There is a paranoid, hysterical quality to the public discourse on Russia and all things Russian in today’s America. The corporate media machine and its Deep State handlers have abdicated reason and common decency in favor of raw hate and fear-mongering. We have not seen anything like it before, even in the darkest days of the Cold War.
The roots of Russophobia’s emotional appeal to the left seem clear: It comes as a huge mental relief to the ultrasensitive liberal mind to be able to hate an outside group with impunity, and even to appear virtuous in the process. Of course, the object of that animus is a Christian and European nation that stubbornly refuses to be postmodernized, or become gripped by self-hate and morbid introspection; a nation not ashamed of its past and unwilling to surrender its future to alien multitudes; a nation where nobody obsesses over transgender bathrooms, microaggressions, and other “issues” indicative of a society’s moral and intellectual decrepitude.
The liberals’ ideological and emotional Russophobia has blended seamlessly with the bread-and-butter hostility to Russia shared by Deep State operatives in the intelligence and national-security apparatus, in the military-industrial complex, and in the congressional duopoly. The result is a surreal narrative that mixes supposedly unprovoked “Russian aggression” in Ukraine, hostile intent in the Baltics, serial war crimes in Syria, political destabilization in Western Europe, and gross interference in America’s “democratic process.” The result is an altogether fictitious “existential threat,” which has made President Trump’s intended détente with Moscow impossible. He may have been serious about turning over a new leaf, but the Deep State counterpressure proved just too great. A solid rejection front emerged, left and right, conservative and liberal, which extends even into his own team and finally inhibited him from making moves that could have appeared too friendly to Putin.

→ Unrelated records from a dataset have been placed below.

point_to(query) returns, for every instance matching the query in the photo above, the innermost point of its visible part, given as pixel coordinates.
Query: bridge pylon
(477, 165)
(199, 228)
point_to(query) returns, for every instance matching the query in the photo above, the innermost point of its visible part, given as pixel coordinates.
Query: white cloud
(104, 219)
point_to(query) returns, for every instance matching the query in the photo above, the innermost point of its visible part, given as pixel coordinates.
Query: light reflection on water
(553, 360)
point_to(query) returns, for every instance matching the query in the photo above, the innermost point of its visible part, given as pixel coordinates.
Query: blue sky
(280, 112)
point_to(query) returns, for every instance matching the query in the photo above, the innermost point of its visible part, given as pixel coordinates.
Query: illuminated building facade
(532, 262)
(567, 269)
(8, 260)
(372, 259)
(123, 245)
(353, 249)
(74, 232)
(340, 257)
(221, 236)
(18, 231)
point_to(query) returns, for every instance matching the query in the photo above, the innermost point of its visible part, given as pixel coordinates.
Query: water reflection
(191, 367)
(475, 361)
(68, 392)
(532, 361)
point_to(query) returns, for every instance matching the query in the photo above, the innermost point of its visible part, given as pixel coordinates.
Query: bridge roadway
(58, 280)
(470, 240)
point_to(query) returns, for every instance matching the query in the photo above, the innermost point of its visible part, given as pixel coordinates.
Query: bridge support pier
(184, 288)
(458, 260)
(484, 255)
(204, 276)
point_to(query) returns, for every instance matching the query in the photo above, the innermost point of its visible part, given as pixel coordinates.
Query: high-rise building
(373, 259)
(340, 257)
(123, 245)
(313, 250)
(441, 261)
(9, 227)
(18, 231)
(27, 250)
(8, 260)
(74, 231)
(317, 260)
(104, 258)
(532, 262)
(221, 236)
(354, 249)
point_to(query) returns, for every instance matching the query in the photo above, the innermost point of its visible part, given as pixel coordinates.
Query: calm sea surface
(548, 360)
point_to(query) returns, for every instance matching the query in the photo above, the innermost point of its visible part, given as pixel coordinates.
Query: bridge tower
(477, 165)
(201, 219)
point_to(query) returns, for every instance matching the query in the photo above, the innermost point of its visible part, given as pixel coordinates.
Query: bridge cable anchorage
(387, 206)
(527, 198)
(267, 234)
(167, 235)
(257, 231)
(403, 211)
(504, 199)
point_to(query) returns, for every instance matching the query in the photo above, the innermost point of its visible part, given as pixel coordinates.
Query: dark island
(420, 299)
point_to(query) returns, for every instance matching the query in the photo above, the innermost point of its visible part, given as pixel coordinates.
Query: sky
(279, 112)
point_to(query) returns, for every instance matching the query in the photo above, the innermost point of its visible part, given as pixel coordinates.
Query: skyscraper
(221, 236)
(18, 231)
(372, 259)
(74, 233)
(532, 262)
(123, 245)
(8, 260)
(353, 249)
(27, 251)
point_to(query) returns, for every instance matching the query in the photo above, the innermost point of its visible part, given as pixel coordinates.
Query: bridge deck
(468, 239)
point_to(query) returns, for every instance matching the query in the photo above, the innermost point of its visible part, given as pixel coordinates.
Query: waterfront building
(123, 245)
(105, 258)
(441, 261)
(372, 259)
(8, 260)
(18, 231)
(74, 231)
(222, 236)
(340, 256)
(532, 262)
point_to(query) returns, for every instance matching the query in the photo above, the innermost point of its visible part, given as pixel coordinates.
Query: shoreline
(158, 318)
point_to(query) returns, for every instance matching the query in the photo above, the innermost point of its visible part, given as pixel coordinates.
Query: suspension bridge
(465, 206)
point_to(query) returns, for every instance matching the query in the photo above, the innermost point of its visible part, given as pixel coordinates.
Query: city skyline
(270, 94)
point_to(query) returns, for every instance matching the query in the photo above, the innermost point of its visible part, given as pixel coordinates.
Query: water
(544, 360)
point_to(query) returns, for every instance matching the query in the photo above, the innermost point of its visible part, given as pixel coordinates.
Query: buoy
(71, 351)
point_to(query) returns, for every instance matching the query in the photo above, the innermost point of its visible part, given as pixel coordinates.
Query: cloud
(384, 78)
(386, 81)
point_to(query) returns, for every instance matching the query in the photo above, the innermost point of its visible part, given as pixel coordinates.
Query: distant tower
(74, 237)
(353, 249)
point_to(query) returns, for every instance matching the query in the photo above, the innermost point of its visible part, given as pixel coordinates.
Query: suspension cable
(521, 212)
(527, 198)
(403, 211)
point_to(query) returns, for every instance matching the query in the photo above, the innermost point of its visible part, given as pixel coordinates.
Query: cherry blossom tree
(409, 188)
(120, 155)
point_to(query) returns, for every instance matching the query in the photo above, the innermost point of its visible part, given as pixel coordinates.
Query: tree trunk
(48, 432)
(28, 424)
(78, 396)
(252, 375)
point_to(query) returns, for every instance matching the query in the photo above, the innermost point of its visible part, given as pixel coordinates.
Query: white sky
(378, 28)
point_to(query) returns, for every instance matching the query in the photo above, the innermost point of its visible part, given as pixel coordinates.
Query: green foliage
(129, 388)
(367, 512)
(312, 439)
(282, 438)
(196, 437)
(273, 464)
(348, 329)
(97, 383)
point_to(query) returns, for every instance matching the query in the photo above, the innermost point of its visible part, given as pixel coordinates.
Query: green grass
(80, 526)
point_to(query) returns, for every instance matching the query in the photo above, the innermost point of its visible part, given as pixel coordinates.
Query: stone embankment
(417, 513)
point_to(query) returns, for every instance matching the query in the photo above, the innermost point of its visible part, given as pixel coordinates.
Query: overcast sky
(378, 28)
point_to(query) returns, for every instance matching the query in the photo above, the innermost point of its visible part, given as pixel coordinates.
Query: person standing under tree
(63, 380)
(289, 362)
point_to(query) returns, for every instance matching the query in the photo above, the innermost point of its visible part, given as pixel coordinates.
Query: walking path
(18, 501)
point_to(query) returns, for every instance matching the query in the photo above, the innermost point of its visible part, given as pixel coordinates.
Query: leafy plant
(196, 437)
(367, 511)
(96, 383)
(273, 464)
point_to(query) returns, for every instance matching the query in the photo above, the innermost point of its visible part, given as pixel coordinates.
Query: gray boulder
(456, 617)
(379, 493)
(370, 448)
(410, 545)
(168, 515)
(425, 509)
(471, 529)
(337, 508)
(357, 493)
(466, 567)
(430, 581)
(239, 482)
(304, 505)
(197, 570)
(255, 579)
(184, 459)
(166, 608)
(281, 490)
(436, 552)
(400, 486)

The Russophobes’ narrative is unrelated to Russia’s actual policies. It reflects a deep odium of the elite class toward Russia-as-such. That animosity has been developing in its current form since roughly the time of the Crimean War, when in his Letters From Russia the Marquis de Custine said that the country’s “veneer of European civilization was too thin to be credible.”
“No human beings, black, yellow or white, could be quite as untruthful, as insincere, as arrogant—in short, as untrustworthy in every way—as the Russians,” President Theodore Roosevelt wrote in 1905. John Maynard Keynes, after a trip to the Soviet Union in 1925, wondered whether the “mood of oppression” might be “the fruit of some beastliness in the Russian nature.” J. Robert Oppenheimer opined in 1951 that, in Russia, “We are coping with a barbarous, backward people.” More recently, Sen. John McCain declared that “Russia is a gas station masquerading as a country.” “Russia is an anti-Western power with a different, darker vision of global politics,” Slate wrote in early 2014, even before the Ukrainian crisis reached its climax.
This narrative has two key pillars. In terms of geopolitics, we see the striving of maritime empires—Britain before World War II, and the United States after—to “contain” and if possible control the Eurasian heartland, the core of which is of course Russia. Equally important is the already noted cultural antipathy, the desire not merely to influence Russian policies and behavior but to effect an irreversible transformation of Russia’s identity. Some of the most viscerally Russophobic stereotypes come from Russia herself, from those members of Moscow’s “intelligentsia” who feel more at home in New York or London than anywhere in their own country. The late Anna Politkovskaya thus wrote in the Los Angeles Times 12 years ago that “it is common knowledge that the Russian people are irrational by nature.” It is impossible to imagine a mainstream publication publishing a similar statement about Jews or Muslims.
The Russophobic frenzy comes at a cost. It further devalues the quality of public discourse on world affairs in the United States, which is already dismally low. It has already undermined the prospects for a mutually beneficial new chapter in U.S.-Russian relations, based on a realist assessment that those two powers have no “existential” differences—and share many actual and potential commonalities. It perpetrates the arrogant delusion that there is a superior, “Western” model of social and cultural thought and action that can and should be imposed everywhere, but especially in Russia.
Saddest of all, Russophobic mania prolongs the European civil war that exploded in July 1914, continued in 1939, and has never properly ended—not even with the fall of the Berlin Wall. It would be in the American interest, as well as Russia’s and Europe’s, for that conflict to end, so that the existential challenge common to all—that of resurgent jihad and Europe’s demographic crisis—can be properly addressed.